We visit our patient. The hospital is modern and our patient has been beautifully cared for. We meet a very polite doctor, assess our patient, talk to the family about the journey and return to the hotel.
A night on the town
The restaurant is a fug of smoke and deafening noise, the TV blaring with an English football match. There is nowhere else to go so we order our food - everything is "freshly cooked", a euphemism for a "long wait". When the food arrives, one hour later, it is cold. A bottle of decent red, extortionately priced, helps to lift our spirits.
Time for bed. My colleague has a room with a window overlooking the stairwell, mine faces the front affording a cacophony of motor horns and screeching brakes all night. No gunshots though.
Day tripping
Breakfast is a prolonged affair and we take the time to plan the day. Cloudy skies above and the absence of a swimming pool scupper my plans and my mood lowers.
Someone suggests shopping and our driver takes us to a mall where there is "everything you could possibly want to buy". It takes 10 minutes to circumnavigate the entire place and discover there is nothing worth buying.
We have a very passable coffee and tart in a smart cafe, however, although it sets us back US$21. There is a cinema, but despite lots of films advertised, everything we fancy has "just finished".
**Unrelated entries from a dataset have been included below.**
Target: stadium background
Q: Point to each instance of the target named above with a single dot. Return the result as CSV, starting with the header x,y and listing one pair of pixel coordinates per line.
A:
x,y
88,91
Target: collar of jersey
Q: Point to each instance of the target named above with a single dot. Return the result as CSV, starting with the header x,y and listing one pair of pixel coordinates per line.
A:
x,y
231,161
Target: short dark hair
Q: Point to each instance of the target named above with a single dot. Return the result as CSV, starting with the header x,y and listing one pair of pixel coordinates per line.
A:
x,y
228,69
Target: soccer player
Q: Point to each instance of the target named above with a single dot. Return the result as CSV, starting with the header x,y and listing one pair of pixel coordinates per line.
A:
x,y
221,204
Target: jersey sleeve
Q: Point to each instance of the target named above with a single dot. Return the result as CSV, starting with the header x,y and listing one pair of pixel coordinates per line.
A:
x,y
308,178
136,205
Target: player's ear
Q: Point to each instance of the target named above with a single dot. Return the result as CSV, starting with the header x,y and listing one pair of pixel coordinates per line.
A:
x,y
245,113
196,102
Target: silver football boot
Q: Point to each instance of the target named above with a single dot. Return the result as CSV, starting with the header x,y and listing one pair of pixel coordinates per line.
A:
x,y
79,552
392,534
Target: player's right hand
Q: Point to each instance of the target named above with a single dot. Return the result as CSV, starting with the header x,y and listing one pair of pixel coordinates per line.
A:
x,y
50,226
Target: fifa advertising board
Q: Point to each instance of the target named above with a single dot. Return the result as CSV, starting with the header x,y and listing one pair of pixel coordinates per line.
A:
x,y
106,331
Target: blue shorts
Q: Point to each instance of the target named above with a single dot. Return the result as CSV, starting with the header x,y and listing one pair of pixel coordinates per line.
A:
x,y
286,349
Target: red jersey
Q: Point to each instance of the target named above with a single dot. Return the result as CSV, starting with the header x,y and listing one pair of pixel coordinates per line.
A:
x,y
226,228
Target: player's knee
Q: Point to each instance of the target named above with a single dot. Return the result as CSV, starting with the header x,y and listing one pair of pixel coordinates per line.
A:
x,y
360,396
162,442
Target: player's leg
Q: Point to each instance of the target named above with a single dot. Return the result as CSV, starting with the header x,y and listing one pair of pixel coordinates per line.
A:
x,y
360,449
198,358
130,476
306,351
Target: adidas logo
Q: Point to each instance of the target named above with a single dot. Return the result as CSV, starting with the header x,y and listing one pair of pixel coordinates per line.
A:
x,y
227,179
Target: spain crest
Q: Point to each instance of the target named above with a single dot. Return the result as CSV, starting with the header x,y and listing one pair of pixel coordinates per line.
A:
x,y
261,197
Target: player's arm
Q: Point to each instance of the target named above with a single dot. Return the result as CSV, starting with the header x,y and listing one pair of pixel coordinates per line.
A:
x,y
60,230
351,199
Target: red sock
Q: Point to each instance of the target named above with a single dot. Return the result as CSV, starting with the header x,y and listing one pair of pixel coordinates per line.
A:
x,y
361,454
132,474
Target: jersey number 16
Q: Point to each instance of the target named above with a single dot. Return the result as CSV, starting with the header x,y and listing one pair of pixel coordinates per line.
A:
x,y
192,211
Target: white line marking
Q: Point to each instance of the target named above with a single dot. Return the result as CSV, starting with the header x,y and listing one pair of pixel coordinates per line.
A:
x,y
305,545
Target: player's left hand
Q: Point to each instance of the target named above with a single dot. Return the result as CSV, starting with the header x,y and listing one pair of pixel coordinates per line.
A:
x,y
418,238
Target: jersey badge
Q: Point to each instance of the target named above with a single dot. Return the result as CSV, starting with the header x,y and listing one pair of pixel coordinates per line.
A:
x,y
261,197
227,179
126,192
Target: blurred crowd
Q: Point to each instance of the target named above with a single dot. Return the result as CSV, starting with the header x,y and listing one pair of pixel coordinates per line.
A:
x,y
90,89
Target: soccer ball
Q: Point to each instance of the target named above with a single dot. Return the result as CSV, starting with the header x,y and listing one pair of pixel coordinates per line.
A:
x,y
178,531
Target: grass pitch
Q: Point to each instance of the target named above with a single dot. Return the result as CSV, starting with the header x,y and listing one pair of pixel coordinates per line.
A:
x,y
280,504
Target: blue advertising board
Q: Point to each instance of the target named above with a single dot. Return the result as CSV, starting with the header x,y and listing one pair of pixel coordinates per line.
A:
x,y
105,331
Returning to the hotel, we decide to have a nap and then meet up for lunch, but it is fumigation day so we are not allowed back into our rooms. We return to the restaurant, where the menu proposes "goat soup" and "shredded snail stew". We become instant vegetarians and opt for spiced rice with a piece of bone described as "chicken".
Down to work - what a relief!
Fortunately it's time to return to the hospital and on to the airport. The ambulance is clean and well equipped, but the driver thinks he is at Silverstone as we squeeze through the traffic. Blue light and siren blazing, nothing moves for us. In fact, cars try to cut us up. We hit at least one car and bounce off the central reservation - and no-one but us notices.
It is quiet and peaceful in the plane. The BA crew are excellent and we have an uneventful flight home. We ponder the next destination ... safe, dependable Benidorm sounds grand.